Allora le voci dei due amici picchiavano nell’oscurità come le campane.
A ben sentire, la voce era una sola, tale quale il tocco che diceva l’ora.
Alta e massiccia, sempre sopra il palco, a cercare la luce del lampione e il sì sì di Nerone, unico pubblico e unico applauso.
Anche una biscia sarebbe uscita rotta a costeggiare il lungo discorso dell’Armando, che prendeva nel suo giro ogni muro, ogni siepe, ogni biolca di terra del paese.
Qui c’è bisogno di una strada vera, diceva al suo compagno, una strada che si faccia corta e larga, per arrivare svelta. C’è da tagliare giù per la campagna, stringere la corte, quella a squadra, e poi andare dritti, oltre il loghino…
Le braccia si aprivano nel gesto per spiegare meglio il suo pensiero.
Le mani disegnavano le mappe, carte notturne di transiti nuovi, per passi di sogno e di leone.
C’è che le idee nascevano al mattino, nel caseificio o nella porcilaia, ma solo la notte si scioglievano in parole, che l’Armando allargava, tirava per la giacca e portava dove voleva lui.
In città, soprattutto.
Perché quella era la meta della strada: la città coricata di pianura, morbida e lenta. Coi negozi di pantaloni bianchi e panama con la tesa larga, i tavolini messi sulla piazza, col vermouth fermo nei bicchieri: discorsi e quiete chiacchierate sotto i portici con la pietra vecchia, fra i mediatori di tutta la provincia.
Ma ogni città sarebbe andata bene, coi suoi odori di macchina e petrolio…

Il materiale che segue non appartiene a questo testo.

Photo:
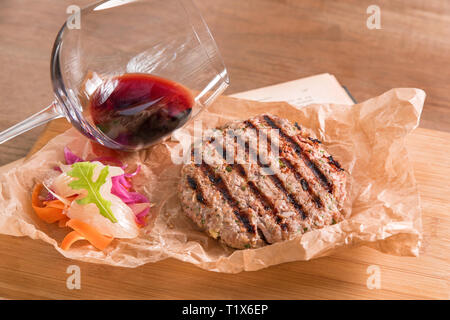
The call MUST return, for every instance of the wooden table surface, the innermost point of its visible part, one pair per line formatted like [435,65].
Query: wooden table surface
[263,42]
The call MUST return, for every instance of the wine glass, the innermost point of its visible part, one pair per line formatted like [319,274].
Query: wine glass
[167,39]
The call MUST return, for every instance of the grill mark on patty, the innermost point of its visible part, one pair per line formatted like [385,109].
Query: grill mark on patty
[277,182]
[265,201]
[220,185]
[288,164]
[299,150]
[192,182]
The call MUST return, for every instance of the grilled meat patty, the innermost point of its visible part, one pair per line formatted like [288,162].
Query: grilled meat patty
[260,181]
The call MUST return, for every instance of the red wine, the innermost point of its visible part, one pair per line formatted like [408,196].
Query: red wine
[137,110]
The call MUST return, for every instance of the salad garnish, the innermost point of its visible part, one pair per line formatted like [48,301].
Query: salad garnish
[94,197]
[84,172]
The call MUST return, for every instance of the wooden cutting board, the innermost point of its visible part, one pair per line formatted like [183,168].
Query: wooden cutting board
[33,269]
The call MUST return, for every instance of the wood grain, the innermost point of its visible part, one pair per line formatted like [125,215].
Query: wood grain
[34,270]
[262,42]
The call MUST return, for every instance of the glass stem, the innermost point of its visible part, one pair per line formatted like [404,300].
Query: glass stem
[44,116]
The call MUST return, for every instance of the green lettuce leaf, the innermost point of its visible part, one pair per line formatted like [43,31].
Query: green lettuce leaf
[84,172]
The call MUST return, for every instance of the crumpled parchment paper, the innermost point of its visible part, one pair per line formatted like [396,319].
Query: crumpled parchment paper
[368,139]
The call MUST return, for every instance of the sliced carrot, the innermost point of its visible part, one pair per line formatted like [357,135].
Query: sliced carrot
[48,214]
[70,239]
[62,223]
[89,233]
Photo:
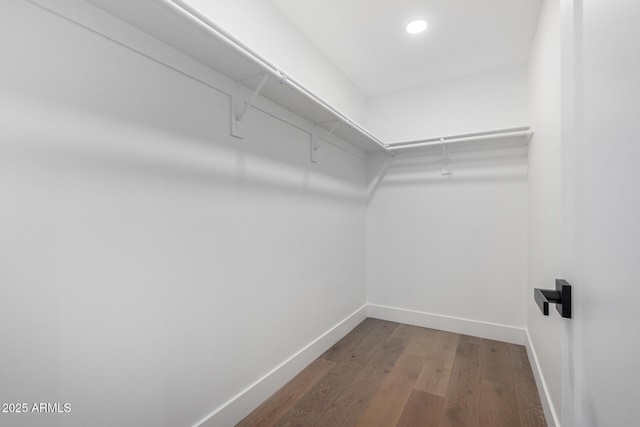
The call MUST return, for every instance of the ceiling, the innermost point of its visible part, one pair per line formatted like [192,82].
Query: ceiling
[367,40]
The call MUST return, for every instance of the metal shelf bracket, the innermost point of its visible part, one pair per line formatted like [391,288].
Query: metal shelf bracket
[317,141]
[238,104]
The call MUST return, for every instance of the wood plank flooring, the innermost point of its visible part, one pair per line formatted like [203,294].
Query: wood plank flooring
[389,374]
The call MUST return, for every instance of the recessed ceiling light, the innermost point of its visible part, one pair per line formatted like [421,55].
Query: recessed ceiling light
[416,27]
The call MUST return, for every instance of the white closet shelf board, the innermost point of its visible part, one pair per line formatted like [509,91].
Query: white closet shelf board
[164,21]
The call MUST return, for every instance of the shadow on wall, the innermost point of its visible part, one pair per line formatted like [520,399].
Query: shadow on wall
[477,161]
[273,157]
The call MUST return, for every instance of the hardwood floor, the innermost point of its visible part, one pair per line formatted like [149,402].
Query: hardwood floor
[389,374]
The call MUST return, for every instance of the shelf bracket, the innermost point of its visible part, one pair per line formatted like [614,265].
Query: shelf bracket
[238,104]
[446,170]
[317,141]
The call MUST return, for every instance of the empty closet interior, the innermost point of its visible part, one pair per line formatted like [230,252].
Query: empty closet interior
[200,198]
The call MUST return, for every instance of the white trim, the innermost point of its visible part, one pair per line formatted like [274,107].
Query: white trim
[545,397]
[251,397]
[492,331]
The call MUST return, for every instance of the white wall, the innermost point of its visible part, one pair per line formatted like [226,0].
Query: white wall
[603,207]
[482,102]
[452,246]
[266,30]
[545,202]
[152,266]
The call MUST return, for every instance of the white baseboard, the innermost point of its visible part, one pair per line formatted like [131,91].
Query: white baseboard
[458,325]
[250,398]
[545,398]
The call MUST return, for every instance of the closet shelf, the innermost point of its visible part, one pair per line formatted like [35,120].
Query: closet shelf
[521,131]
[177,24]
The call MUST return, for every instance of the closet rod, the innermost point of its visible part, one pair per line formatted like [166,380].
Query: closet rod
[476,136]
[193,15]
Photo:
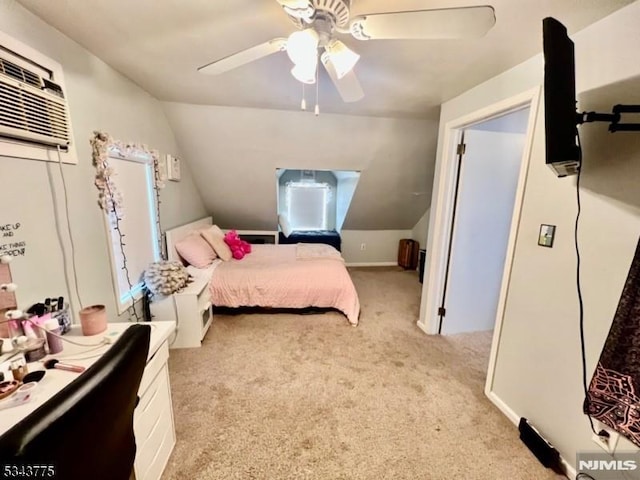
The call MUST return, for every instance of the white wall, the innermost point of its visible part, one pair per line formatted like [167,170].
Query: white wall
[419,232]
[234,153]
[99,98]
[381,246]
[488,180]
[538,372]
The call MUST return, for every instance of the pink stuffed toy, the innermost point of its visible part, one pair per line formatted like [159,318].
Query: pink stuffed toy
[239,248]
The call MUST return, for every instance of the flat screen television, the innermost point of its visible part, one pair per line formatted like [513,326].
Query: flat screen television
[562,150]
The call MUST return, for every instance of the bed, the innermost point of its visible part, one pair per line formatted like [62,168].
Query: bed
[329,237]
[294,276]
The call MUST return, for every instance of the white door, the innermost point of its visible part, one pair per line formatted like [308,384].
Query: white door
[489,174]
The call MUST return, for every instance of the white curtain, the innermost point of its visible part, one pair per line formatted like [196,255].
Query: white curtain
[307,205]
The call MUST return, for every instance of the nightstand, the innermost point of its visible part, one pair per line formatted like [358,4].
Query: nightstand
[190,309]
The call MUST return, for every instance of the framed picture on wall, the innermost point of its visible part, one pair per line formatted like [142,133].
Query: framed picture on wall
[173,168]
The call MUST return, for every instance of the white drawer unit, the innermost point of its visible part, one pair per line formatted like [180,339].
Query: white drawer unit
[153,424]
[190,309]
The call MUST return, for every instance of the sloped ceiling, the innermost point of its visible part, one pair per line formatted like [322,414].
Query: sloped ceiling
[235,152]
[248,122]
[160,43]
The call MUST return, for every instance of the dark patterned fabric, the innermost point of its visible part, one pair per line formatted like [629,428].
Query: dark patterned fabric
[328,237]
[613,393]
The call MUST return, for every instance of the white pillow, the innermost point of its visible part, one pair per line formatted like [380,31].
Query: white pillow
[284,225]
[214,237]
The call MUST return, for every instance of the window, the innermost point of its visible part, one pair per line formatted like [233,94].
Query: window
[133,175]
[307,205]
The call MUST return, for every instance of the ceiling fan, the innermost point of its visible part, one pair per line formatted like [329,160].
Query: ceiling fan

La città era fedele morgana di ogni giorno, il senso del pane e del lavoro.
Di notte sembrava più vicina: come un amore da cercare e vivere dal nome.
Le donne coi nomi di città son sempre le più belle, e le censiva, con l’aiuto di Nerone, sotto il fico fiorone dell’Ernesto: la Roma, l’Ancona, la Ginevra, la Parisina…
Forse pensando alla sua Zara, chiara come una piazza sotto il sole, l’Armando salutava il suo compagno con un A n’in parlarem, che galleggiava in aria, promessa di altro tempo, parlato e vagabondo: inarcatura lasciata alle parole.
Un po’ come la frutta raccolta verso sera, acconto e speranza della conserva buona.
Quella di un giorno che ha proprio da venire, fedele a questo pegno.